I just got over my fear of cantering thins summer!! In the 4th grade I fell off a horse during my first time ever cantering, and broke my right arm. Since then I had not ridden up until two summers ago, and even then I was like "no way, not cantering, can't make me, nope" and I just stuck to trotting. Well, you can only go so far with trotting, you know? This summer, I KNEW I was going to have to learn to canter and be comfortable in it, because this is the first year I am competing on my HS equestrian team, and in order to compete you have to be able to canter. 
I just started getting into It very slowly. Canter 3-4 strides. Go back to walking/trotting. Canter one side of arena. Back to walk/trot. Canter one time around arena. Back to walk/trot. The more you canter, the better you will feel. Those first few times cantering around the arena, all I could do was tell myself don't look down or you'll fall, don't look down or you'll fall, cause I was bouncing all over the place! (My horse has a lot of lift in his canter) 
I just kept at it. Cantering can open up a whole new realm of possibilities. You have a brand new gait to play with it mess around with. What really helped me is sitting deep in my saddle and kind of using the suede knee rolls on my saddle to my full advantage for more grip. 
It all just takes practice, but I know how you feel. Being uncomfortable in the canter. While my friends told me tales of how beautiful their horses looked while cantering through the woods, or how the sound of their hooves cantering was the best sound in the world, I just felt so left out and lame. But with a little time and some brave moments, you WILL be able to become fully confident and comfortable in the canter &#55357;&#56836; "Just cue and ride" is my motto now &#55357;&#56842;
-IH


----------



## SorrelHorse (Apr 9, 2009)

Burn some circles and relax. Set up some cones or barrels/poles and canter a pattern. Cruise for a while. Don't canter just two or three circles and stop. Do it until you are relaxed, and then break down again. Sometimes setting up the obstacles helps you focus more on your pattern than the canter itself which will help with your under confidence.


----------



## Emma2003 (Jan 9, 2014)

It took me quite awhile to feel confident at a canter. I cantered a bit on lesson horses which I felt safe on, but then I got my own horse who turned out to be much more spooky and had more attitude than I was used to. Needless to say I was a little nervous. My instructor told me she would rather have a short, pretty canter than one that was long but ugly. By that she meant that if I got even a few strides of a smooth, controlled, canter with my butt in the saddle, then slowed down, that was better than a long period of cantering with me bouncing out of the saddle and my horse all over the place. Gradually, the short but pretty canters became much longer as my confidence and riding ability improved.

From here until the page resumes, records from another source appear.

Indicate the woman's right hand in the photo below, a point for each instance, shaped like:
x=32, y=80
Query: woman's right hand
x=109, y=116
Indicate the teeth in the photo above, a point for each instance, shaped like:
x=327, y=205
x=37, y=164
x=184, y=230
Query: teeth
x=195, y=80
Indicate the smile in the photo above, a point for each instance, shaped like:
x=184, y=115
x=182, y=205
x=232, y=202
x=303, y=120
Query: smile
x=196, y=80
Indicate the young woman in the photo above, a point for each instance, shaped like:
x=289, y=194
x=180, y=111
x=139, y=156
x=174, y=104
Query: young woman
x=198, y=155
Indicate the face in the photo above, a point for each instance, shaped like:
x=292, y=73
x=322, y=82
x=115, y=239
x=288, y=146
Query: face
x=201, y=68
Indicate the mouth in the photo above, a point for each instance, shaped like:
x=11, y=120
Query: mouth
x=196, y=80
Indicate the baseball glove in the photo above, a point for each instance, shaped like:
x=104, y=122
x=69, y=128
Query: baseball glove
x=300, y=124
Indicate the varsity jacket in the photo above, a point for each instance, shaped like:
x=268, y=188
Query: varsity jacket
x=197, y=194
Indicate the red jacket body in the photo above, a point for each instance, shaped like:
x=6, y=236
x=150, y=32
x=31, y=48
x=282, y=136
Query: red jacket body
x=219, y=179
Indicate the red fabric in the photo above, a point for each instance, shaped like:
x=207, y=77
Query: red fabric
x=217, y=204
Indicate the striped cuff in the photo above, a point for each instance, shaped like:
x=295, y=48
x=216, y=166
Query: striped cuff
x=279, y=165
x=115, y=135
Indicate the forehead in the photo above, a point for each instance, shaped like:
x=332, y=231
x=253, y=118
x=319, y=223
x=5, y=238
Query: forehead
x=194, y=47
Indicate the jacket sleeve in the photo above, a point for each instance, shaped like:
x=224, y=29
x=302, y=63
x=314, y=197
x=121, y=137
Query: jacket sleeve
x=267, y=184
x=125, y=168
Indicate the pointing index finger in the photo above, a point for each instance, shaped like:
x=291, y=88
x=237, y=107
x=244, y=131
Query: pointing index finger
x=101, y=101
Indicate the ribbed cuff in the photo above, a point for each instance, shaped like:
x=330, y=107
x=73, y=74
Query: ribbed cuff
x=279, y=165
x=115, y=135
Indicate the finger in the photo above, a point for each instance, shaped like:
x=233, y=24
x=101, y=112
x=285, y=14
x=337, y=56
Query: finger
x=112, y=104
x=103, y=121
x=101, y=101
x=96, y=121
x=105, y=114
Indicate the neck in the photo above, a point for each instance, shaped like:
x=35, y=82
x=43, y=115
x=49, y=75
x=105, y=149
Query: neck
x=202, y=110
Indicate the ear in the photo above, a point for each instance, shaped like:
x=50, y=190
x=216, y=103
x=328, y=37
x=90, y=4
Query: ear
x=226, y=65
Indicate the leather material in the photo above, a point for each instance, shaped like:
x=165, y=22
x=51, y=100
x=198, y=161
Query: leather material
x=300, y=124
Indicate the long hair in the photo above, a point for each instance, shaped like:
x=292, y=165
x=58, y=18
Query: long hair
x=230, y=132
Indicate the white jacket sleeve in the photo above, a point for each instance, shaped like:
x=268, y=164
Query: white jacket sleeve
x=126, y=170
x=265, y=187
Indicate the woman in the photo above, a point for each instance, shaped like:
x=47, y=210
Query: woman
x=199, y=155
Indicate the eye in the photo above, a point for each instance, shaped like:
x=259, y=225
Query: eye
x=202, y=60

Practice makes perfect, and, eventually, I think I'll be able to hold my seat when my horse trips or jumps to the side to avoid a puddle, or those oh so dangerous piles of poo.


----------



## tempest (Jan 26, 2009)

Only thing that will help is cantering. I had a horse who threw me enough times at the canter that I would scream every time I cantered him. I eventually asked to be put back on one of the school horses. I was still terrified to canter but I no longer screamed. After about 2 months of working with the school horse I got it to the point where I was just extremely nervous to canter and would have a death grip on the horses mane but I could canter. I was then switched to another horses. Eventually I was placed on the horse I currently ride. It took me about a year and a half to learn to let go to Razz's mane. To this day I still get a tad bit nervous heading into canter but it's not unhealthy anymore. It's more of a cautious nervous that puts me on my guard. Once I'm in the canter I relax. I always had to be on my guard because Razz likes to occasionally throw a small buck at the canter if I relax too much.

As Nike the slogan says, "Just do it." To get over your fear you have to face your fear head on. I suggest finding yourself a steady-Eddy school horse to increase your confidence at the canter and then moving up from there. And do NOT forget to breathe. I'd get nervous and I'd "stop" breathing resulting in my starting to bounce. Breathing will help you relax. As your cantering say outloud "Breathe" if you have to.


----------